When I read Zani's koan, I immediately thought of this snippet of conversation between Krista Tippet and Father Greg Boyle. In particular, his translation of the Desert Father's mantra "today" to "Now, here, this."

Here's the full context:

FR. BOYLE: And that was sort of my experience when I went through leukemia and greatly liberating. But because I’ve had to bury so many kids, 183 kids — and kids I loved and kids I knew and killed by kids I loved. I mean, boy, if death is the worst thing that can happen to you, brace yourself because you will be toppled. And the trick is not to be toppled. The trick is to compile a list of all of the fates that are worse than death, but also compile the list of all the things so numerous to list, all the things that are more powerful than death. You know, that’s what Jesus did. Jesus sort of put death in its place.

MS. TIPPETT: Was it after your diagnosis that you discovered the story about the desert fathers and mothers, the one word they meditated on was…

FR. BOYLE: Oh, God.

MS. TIPPETT: I read that a couple of days ago as I was getting ready for this and it’s been so helpful for me.

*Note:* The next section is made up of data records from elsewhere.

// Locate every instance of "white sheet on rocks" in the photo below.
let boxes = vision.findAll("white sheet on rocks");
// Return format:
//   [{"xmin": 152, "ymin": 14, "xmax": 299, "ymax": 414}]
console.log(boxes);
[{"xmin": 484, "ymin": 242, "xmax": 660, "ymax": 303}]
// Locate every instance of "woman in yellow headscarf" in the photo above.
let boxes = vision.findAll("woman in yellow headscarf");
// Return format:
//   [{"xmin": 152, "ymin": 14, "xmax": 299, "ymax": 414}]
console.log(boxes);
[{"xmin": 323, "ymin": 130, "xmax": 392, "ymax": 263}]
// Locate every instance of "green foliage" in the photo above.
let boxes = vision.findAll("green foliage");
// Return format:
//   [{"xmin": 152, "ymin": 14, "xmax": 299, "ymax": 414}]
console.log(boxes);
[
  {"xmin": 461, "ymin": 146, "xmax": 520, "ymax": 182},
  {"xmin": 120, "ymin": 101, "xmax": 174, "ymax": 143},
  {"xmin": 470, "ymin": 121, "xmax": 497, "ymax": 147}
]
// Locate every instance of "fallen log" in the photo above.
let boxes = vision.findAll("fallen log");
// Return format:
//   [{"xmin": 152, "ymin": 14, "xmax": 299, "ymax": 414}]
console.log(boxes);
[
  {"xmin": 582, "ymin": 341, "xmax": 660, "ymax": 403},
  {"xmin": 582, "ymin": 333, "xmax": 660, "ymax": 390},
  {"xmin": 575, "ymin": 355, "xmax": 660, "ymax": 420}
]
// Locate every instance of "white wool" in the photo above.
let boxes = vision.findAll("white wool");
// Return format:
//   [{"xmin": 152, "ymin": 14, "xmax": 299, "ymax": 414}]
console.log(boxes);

FR. BOYLE: Yeah. Whenever the desert fathers and mothers would get absolutely despondent and didn’t know how they were going to put one foot in front of the next, they had this mantra. And the mantra wasn’t “God” and the word wasn’t “Jesus.” But the word was “today.” That’s sort of the key. There’s a play off-Broadway right now called “Now. Here. This.” It’s “Now,” period, Here,” H-E-R-E, period, “This.” And that’s kind of my — that’s become my mantra. Lately, I’m big on mantras. So when I’m walking or before a kid comes into my office, I always say, “Now. Here. This, Now. Here. This.” So that I’ll be present and right here to the person in front of me.

I've never really been big on mantras, but this one has stuck with me. I kept it in deep focus during a silent retreat last year and was rewarded deeply by it. I hope that there might be something there for you, too.